Jiro Dreams Of Sushi is one of those films that even for its shortcomings, it will have you calling the travel agent as soon as you’re out the door. If you enjoy raw fish, this will be your Casablanca, your cinematic mecca, the best thing to happen to you, ever.
Our protagonist is 85 year-old Jiro Ono, owner of Sukiyabashi Jiro, a ten-seater sushi restaurant located in a Tokyo Subway station. The first establishment of its kind to be awarded three Michelin stars, Jiro’s humble hole in the wall is in many ways the sushi equivalent of dining at Ferran Adria’s El Bulli, another film well documented recently in El Bulli, Cooking In Progress.

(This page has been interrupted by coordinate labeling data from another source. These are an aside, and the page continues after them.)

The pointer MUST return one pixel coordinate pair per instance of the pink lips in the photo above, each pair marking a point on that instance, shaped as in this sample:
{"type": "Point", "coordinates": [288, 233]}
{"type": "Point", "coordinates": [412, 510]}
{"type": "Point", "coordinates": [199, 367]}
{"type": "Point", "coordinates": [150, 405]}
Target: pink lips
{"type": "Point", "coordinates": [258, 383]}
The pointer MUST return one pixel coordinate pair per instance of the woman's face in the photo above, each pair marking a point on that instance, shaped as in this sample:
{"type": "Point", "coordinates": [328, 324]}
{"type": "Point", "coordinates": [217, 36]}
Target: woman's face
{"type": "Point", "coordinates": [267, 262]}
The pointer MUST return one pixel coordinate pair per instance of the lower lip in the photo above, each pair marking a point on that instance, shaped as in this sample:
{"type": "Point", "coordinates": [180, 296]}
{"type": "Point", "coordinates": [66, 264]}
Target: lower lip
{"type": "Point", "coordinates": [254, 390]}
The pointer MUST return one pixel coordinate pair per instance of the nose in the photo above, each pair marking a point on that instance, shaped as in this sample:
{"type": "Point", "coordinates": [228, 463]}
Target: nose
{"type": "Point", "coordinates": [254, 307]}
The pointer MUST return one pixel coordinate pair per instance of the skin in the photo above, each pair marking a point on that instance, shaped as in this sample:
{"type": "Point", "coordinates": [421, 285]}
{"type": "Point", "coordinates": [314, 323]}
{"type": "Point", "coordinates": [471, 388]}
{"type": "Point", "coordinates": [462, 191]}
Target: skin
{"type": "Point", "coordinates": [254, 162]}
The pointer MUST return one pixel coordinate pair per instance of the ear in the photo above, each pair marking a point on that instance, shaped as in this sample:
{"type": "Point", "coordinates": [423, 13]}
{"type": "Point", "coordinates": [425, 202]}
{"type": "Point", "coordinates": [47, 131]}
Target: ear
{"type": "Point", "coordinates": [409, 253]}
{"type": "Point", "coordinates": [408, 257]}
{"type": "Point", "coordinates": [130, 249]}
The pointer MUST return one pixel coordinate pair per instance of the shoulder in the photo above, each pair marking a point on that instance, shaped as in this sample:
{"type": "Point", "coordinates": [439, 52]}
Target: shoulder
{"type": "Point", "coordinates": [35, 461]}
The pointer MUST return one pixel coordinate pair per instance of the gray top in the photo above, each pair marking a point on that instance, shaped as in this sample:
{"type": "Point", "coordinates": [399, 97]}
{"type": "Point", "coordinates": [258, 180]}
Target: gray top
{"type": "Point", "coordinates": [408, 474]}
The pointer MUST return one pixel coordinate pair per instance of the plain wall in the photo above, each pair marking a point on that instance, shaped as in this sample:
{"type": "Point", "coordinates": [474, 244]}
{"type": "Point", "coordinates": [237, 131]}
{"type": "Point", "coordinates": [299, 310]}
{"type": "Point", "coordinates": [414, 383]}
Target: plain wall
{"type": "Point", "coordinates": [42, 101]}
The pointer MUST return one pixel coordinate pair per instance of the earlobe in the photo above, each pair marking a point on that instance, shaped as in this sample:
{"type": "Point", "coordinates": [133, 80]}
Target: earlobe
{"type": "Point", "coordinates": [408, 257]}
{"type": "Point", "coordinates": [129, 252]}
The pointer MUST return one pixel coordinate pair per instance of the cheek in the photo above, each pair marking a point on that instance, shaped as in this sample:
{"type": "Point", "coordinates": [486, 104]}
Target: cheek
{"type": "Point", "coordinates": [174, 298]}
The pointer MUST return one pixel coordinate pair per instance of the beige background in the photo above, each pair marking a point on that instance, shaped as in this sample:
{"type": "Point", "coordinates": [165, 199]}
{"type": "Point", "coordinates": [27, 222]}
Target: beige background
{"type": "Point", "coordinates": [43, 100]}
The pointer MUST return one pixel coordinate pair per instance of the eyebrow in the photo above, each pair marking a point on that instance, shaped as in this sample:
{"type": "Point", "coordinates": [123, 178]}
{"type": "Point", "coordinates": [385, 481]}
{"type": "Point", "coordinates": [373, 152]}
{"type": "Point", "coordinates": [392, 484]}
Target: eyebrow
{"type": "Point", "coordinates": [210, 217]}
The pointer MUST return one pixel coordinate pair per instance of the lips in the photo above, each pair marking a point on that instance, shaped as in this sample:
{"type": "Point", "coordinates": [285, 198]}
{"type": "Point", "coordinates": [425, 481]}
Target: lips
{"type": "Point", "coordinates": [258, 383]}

This is the kind of place true sushi lovers book into month’s ahead. It’s unlike anything else in the world. For a lot of Westerners, the response may be slightly muted. It’s a film about an old dude and some fish. Japanese culture is one that develops an almost single minded passion for making art out of the mundane and this is what you see here. In the same fashion that the Japanese have made almost a religion out of serving tea, Jiro’s dedication to sushi is unswerving and an art unto itself. Anyone can have a California roll, but can you do this?
At just under an hour and a half, the film keeps the fat to the minimum. Legendary fish market, Tsukiji gets a look, as does the focus between Jiro and his son, whose entire culinary career will exist in the shadow of his father’s legacy. While not a perfect documentary, it’s enough to have any sushi fan on the next flight to Narita airport.